On First Looking into J1407b


The ring system of J1407b is nearly 120 million kilometres in diameter, or more than two hundred times as large as the rings of Saturn (report).



Images: Matthew Kenworthy/Leiden and Ron Miller.

How would the rings look in UV?

"We are all alike in our infinite ignorance"

There is nothing infallible about “direct experience”...Indeed, experience is never direct. It is a sort of virtual reality, created by our brains using sketchy and flawed sensory clues, given substance only by fallible expectations, explanations, and interpretations.
from Why it's good to be wrong David Deutsch.

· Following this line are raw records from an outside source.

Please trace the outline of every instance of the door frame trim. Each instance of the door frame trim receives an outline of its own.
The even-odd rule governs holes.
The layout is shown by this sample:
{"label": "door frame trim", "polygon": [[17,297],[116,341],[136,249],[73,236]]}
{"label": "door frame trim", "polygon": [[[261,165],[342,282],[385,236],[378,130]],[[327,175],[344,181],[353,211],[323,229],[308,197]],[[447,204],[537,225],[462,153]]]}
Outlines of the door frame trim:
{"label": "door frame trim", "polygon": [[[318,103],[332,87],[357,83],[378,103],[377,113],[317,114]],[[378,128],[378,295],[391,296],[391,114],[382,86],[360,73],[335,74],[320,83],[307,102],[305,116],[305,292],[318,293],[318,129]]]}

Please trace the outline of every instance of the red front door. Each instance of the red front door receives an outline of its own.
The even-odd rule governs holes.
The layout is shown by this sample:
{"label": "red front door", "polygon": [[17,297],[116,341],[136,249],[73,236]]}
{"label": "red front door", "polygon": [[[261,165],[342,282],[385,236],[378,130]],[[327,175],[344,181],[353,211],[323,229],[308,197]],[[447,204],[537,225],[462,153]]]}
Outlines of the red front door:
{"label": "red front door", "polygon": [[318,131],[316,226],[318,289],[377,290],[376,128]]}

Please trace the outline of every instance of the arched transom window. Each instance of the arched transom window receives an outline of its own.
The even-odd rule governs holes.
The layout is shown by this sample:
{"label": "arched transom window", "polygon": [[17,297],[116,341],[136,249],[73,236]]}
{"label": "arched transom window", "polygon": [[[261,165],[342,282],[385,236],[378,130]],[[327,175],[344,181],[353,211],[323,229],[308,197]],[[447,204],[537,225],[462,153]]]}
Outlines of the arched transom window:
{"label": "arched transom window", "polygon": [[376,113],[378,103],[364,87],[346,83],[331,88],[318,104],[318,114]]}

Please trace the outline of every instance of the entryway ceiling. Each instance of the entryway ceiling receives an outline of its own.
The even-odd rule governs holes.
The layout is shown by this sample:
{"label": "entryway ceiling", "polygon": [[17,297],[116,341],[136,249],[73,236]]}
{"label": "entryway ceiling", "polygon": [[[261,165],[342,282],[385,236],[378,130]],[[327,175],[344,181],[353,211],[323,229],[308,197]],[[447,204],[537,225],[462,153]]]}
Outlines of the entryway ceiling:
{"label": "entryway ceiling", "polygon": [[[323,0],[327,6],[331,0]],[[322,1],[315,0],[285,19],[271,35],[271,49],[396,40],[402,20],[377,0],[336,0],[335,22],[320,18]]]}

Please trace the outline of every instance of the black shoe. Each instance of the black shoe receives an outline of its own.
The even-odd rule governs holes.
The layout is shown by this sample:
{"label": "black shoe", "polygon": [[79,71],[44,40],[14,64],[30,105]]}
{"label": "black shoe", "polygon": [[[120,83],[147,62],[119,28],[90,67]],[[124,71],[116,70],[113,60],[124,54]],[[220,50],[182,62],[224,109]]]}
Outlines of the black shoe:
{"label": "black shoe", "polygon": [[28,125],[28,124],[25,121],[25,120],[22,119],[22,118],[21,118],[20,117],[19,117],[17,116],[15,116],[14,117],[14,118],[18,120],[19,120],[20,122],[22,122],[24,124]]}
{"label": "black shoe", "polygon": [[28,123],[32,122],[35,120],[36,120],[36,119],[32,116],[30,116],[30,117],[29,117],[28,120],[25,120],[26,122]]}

See also Deutsch on Why wondering is vital.


Image: detail of Monkey orchid by David Evans

2 February 2015

Hearing things

The cochlea is a biological system that effectively decomposes a sound into its constituent frequency components. It converts instantaneous changes in air pressure into components that stimulate the hair-like filaments along the inner ear’s basilar membrane, which aids in translating sound vibrations into electrical signals. The activated filaments produce electrochemical signals that are transmitted to the auditory cortex. The individual components of an individual sound are re-integrated and perceived as a singular event—in part by nature of their harmonicity (that is, their constituent components are related in integer ratios), and, in part, by their temporal synchronicity, which integrates many components into a perceived individual event.
from Jonathan Berger on the necessity of musical hallucinations

Image from here

1 February 2015

The chief thing

“Wonder?” said R F Langley...“Yes. Oh yes. it’s the chief thing, isn’t it? The thing I value. Joy, Wordsworth might have called it.” He goes on to paraphrase a section from Iris Murdoch’s The Sovereignty of Good. “You’re wrapped up in your own affairs, you’re screwed up by your own subjective feelings, and you know that you’re colouring the world with your own thoughts and resentments, and you see a kestrel outside the window, hovering and … ‘The world becomes all kestrel’ … it takes your selfishness away, removes your self. And that’s really what this wonder might be.” It’s a truism that the stories we tell about nature are stories about ourselves, but still those stories are full of singular moments out in the world, when wild things look at us and we look back, mute and astonished.
Helen Macdonald, who says:
It took me half a lifetime to understand that each encounter with the natural world pleats together all the things you’ve read and heard, and adds to them, making something more of the bird or leaf or landscape in front of you, so that the older you get the more meaningful these things become.